3D LiDar annotation (Light Detection and Ranging), also known as point cloud labelling, uses a very high-precision labelling tool to enable you to label, visualize and track the object across frames in 3D point clouds for all types of LiDARs. Autonomous vehicles, drones, agriculture tech, maps and many other devices use this technology.
Being the most essential services for any autonomous vehicles, Lidar operates at a very high level of autonomy. Point cloud labelling is very crucial while utilizing deep learning algorithms as it requires the labelling of a massive amount of training data. Low resolution, sluggish performance, and complex annotation process makes Lidar point cloud data annotation very challenging.
However, annotation support comes to be a one-step solution for you. We perform 3D lidar annotation perfectly, accompanying our expertise in line annotation, image annotation and video annotation to create an excellent training data for machine learning algorithms.
In 3D Lidar Annotation, a 1 cm object can be annotated with 3D boxes by labelling the object at each point. Lidar sensors employ 3D point cloud annotation to detect any precise object and to make it recognizable in both outdoor and indoor environments. We make use of the right tools and technologies, enabling our experienced and trained workers to annotate any type of data.
Point Cloud Semantic Segmentation is used to trace out the additional attributes of any object which can be detected by the perception models for learning process. This technique is highly efficient for self-driving cars as it helps the driver differentiate between different types of lanes in a 3D point cloud map. This differentiation will enable them to annotate the roads through a highly precise vision with 3D orientation for better and safe driving.
The objects and tracks can be detected efficiently and precisely using the side of interest of our 3D bounding boxes of point cloud annotation. Our team of annotation support uses the 3D point cloud labelling tools, including the roll, yaw, pitch and heading angles. It will upgrade the level of your models by facilitating a much more effective labelling of different types of objects.
Moving objects across multiple frames can be labelled rapidly by using the multi-frame to detect the road lane and track the objects. Semi-automated interactive annotation uses the fully customizable labelling process to annotate any 3D object in just one click. Our team will use tools such as linear interpolation and various other advanced annotation tools to make the labelling process much quicker. Our team also allows you to boost your annotation efficiency and achieve the highest quality by employing the workplace enhancements and intensity points.

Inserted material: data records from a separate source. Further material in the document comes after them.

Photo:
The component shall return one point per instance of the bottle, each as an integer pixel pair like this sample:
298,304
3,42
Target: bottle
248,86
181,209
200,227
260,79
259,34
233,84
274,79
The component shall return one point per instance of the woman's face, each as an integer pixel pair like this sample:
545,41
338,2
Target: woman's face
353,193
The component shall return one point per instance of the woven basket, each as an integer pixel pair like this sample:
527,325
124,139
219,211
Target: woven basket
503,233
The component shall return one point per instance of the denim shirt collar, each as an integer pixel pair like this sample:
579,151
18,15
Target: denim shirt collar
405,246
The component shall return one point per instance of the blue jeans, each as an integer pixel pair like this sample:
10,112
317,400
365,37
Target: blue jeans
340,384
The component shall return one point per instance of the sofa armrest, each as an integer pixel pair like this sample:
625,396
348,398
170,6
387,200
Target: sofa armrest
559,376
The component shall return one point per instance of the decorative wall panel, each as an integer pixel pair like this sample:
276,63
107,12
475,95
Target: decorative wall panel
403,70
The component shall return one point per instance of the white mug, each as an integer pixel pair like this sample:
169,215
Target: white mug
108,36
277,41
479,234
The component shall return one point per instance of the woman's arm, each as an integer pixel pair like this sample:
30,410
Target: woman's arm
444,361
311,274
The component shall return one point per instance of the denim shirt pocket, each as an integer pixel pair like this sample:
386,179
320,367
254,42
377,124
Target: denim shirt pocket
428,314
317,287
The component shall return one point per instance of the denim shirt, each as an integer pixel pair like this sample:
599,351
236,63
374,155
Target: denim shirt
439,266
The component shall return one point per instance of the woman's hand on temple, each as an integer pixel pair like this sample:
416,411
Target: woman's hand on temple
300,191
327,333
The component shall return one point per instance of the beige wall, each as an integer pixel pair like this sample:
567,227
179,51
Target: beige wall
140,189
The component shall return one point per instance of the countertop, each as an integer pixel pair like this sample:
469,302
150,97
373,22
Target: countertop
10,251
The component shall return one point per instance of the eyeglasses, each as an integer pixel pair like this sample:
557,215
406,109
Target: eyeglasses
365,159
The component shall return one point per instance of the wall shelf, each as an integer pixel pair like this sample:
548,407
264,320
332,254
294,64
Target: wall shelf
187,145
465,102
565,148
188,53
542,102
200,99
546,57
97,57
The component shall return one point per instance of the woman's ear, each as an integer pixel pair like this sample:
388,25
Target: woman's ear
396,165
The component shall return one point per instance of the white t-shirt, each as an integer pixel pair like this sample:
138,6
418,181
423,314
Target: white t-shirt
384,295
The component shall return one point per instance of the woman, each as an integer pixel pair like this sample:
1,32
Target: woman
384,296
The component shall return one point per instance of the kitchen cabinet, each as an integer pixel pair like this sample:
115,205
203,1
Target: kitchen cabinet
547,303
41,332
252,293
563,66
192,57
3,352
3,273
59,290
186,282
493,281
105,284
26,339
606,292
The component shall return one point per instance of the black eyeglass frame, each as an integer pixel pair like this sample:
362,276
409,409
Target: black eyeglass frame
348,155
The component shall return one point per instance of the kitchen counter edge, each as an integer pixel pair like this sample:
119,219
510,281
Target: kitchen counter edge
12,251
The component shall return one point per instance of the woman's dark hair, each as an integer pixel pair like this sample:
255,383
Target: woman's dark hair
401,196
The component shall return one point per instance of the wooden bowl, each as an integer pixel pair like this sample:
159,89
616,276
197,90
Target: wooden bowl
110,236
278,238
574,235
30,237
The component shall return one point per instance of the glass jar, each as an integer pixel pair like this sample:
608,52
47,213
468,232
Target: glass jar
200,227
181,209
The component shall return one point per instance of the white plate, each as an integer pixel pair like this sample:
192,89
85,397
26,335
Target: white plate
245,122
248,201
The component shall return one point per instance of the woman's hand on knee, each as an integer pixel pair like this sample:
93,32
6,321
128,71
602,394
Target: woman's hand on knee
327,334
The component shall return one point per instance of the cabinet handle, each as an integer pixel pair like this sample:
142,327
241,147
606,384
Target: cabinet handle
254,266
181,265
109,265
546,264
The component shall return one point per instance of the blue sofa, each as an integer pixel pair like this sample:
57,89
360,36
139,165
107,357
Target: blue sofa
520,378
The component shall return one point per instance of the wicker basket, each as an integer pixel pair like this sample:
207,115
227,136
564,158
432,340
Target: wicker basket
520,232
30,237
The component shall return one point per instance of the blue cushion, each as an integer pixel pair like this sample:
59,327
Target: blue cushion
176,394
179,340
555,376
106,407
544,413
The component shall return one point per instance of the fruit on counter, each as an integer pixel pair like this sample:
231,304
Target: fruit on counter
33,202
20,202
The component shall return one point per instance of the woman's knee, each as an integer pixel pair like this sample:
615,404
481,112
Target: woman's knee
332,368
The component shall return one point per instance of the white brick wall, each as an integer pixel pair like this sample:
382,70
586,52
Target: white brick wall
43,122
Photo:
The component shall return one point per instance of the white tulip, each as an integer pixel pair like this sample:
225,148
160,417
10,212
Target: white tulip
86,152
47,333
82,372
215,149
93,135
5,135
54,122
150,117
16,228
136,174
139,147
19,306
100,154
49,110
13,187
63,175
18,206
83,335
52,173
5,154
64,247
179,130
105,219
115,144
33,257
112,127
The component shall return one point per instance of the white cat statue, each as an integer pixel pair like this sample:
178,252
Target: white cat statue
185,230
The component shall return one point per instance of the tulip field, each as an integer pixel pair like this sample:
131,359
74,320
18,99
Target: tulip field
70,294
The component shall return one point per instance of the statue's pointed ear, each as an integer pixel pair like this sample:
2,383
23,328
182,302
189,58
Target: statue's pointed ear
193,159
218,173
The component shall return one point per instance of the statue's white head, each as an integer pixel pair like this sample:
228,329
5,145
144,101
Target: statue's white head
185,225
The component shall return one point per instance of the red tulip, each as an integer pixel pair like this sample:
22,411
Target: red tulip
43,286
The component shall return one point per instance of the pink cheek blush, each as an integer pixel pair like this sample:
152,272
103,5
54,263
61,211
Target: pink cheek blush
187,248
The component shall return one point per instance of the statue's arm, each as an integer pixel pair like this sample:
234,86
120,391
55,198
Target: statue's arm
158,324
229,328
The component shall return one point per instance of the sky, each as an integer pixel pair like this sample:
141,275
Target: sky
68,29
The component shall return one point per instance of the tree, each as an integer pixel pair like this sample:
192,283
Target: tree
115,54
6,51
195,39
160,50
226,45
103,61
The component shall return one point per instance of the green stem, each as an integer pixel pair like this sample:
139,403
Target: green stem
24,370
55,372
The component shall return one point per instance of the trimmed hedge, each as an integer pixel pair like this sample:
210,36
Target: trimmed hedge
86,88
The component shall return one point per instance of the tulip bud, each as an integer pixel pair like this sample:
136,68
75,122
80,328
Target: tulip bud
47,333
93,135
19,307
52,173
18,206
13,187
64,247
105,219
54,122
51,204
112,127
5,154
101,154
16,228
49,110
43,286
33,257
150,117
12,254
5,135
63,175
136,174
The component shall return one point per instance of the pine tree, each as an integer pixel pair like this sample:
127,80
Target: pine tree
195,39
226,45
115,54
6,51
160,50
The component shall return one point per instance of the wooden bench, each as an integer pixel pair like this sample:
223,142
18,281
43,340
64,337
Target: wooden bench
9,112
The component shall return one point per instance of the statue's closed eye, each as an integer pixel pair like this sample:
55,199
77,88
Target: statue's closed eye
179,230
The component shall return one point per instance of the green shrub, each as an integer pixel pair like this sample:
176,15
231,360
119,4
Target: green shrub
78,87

We at annotation support combines machine learning with human intelligence to manage the most complex workflows related to data selection, annotation and model optimization. We can meet your demands of full-spectrum labelling using custom classes, dynamic labels and multiple attributes for a single instance. Our annotation team is experienced in working with point cloud data, 2D mapping, 3D object tracking and point cloud semantic segmentation. We at annotation support also strive to deliver the high quality and secure model validation and training data to assist the entire machine learning process.
Our service is highly preferred globally because of our multi-level quality checks. Before delivering any of the Lidar annotation programs, we process the program's quality using a combination of human judgement and automation in accordance with the baseline provided by you. Besides handling you with the training data, we also tend to provide all the deep insights related to your data. The annotation support team is working data and night to avail you with such a platform that can meet all your needs.